Peppermint Liquid Soap - 32 oz

 ) for almost everything. toothpaste, shampoo, body wash, laundry. Then started coming the naturals and we used them. In Nica the poor people use a drop of bar soap and a lot of brushing. In many places people use coconut oil and a lot of brushing. In India, people use oil and have gorgeous hair. The Amerindians and Eskimos used bear fat or other available oils. You see, it is a bad idea to dry out your hair and then have to put products to counter the dryness. That is a fact. And each product has a soup of chemicals and additives and fake color and dangerous scents. Bad. Every scent in your laundry is some nasty chemical. People used to hang out laundry to dry and it smelled so fresh. Now chemical places like DuPont and Monsanto use nasty shit to emulate that nice smell. I get a headache when I am in the detergent section of a market. If I told that to a doctor, I would get a chemical prescription to counteract the headache.

Many of the things we do without examining them are not only stupid, but destructive. Fluoride in the drinking water, no proof that it helps with teeth. Very expensive and lots of side effects. An aspirin a day for your heart-same thing. Who started that ad campaign?
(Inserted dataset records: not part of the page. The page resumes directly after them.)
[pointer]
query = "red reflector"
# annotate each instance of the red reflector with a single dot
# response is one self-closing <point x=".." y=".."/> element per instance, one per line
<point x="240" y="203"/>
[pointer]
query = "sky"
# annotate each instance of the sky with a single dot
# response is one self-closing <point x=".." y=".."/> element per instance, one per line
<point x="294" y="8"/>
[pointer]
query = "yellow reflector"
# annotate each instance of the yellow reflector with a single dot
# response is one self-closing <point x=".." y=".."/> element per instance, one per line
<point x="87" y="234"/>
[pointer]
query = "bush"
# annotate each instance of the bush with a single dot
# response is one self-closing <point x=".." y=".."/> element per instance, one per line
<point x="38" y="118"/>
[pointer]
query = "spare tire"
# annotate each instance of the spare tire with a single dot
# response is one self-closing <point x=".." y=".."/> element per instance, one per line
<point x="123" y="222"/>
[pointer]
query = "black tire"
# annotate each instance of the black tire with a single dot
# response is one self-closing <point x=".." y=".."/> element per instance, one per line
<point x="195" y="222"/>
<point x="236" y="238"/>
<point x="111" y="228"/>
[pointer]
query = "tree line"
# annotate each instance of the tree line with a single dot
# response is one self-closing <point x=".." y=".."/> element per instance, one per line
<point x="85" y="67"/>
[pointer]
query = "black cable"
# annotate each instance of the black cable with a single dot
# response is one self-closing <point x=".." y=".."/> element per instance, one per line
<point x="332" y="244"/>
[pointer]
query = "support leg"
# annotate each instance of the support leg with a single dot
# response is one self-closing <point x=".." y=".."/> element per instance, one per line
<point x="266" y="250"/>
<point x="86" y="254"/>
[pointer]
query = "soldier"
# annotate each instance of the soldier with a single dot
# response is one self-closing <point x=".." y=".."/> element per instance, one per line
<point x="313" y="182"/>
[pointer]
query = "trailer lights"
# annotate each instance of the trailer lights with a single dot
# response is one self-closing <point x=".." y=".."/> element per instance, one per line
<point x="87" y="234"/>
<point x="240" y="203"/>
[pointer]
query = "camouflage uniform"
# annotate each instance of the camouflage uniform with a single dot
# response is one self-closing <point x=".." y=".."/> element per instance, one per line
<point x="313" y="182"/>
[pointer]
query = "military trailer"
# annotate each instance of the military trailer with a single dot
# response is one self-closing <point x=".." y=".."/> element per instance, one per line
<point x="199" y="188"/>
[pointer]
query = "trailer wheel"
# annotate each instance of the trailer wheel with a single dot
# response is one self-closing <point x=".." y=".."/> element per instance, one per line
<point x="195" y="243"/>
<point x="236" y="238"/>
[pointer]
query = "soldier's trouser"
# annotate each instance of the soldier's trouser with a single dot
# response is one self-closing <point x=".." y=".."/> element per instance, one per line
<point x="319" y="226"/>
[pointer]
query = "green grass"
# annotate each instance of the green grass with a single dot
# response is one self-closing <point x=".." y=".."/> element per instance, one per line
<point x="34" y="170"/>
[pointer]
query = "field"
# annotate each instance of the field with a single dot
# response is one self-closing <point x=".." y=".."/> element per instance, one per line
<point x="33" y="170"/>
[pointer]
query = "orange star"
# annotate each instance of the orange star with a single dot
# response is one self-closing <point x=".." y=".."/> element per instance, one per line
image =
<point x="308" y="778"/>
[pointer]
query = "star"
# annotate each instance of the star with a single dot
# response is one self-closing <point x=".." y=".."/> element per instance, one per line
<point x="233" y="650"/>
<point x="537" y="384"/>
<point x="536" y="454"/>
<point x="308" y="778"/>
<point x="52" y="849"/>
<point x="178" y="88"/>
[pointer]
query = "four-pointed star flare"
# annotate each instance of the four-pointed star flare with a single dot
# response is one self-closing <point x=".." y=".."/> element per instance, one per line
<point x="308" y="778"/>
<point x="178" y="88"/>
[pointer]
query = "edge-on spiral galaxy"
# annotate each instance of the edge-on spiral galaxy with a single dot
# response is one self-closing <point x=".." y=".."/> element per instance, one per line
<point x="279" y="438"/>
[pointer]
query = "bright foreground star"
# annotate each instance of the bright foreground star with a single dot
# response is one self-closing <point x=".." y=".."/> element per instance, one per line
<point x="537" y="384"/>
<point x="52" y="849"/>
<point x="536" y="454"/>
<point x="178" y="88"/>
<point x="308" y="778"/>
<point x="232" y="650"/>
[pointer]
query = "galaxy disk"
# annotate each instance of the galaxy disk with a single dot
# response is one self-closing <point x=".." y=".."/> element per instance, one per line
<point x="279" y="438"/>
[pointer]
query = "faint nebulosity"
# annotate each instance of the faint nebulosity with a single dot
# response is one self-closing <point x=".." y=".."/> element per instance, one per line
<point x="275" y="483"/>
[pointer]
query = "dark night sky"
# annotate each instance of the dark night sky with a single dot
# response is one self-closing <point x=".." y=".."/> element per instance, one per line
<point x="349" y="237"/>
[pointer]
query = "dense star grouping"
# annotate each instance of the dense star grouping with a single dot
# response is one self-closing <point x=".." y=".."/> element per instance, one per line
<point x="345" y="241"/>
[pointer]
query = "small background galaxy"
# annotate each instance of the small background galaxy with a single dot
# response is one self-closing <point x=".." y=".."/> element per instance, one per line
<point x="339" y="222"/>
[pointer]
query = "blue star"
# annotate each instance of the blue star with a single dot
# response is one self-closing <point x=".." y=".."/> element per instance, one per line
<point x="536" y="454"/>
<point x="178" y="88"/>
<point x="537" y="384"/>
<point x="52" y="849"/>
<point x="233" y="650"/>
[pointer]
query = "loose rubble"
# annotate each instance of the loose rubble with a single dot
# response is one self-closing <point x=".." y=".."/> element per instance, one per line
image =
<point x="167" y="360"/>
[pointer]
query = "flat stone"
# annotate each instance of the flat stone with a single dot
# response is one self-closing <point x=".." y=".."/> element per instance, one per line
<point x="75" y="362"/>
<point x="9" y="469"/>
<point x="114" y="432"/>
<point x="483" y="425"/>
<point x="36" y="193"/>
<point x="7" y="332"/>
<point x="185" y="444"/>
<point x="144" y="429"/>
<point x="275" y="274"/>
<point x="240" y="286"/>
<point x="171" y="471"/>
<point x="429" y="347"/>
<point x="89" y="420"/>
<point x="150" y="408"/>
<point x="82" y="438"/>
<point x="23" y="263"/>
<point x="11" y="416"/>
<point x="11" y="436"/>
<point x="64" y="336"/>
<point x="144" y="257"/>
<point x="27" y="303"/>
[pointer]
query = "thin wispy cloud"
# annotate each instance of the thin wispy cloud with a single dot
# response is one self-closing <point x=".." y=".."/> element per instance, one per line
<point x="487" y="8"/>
Non dairy sour cream has something like 70 chemicals in it. Hair care is a good place to start. Get a good brush to stimulate your natural oils (maybe a non plastic brush) and go from there.

A good idea is to look to the past before TV ads and before Monsanto and before supermarket chains. People did a lot of body care with baking soda. Great for stomach stuff, odors,cleaning. Vinegar was used for everything..cleaning, fighting infections, washing windows and on and on. Epsom salts were used for a million things. Salt was used for teeth brushing and gum health and gargle. You get my drift.This doesn't even take into consideration herbs, and spices and natural healing and ancient traditions..acupuncture, massage, and so forth. I have seen a comfrey compress take down swelling in front of my eyes.

I am slightly amused that a person who only has a half inch of hair is looking at this issue, but I am happy to have you thinking along these lines. All the people I know in your generation are very concerned about researching the best products to buy for their needs. The next step would be to study the best non-products. I am not against the use of anything commercial, you know that, but if use of one thing is creating the need for the next thing and the next thing, the spiral gets more and more away from the simple things that have worked forever. 

p.s., The frequent chemical shampooing may also have created the need for the massive hair coloring industry in the US which almost always uses cancer producing ingredients. My grandmother B. died with no grey in her hair.

This is more than you wanted, I am sure, but a good way to think about things is "what did people used to do, what do poor people do and how much shit do I want to use on a regular basis?" The natural cosmetic and food industry has offered a lot of substitutes for the worst shit, but the mentality is the same..what do I let them sell me?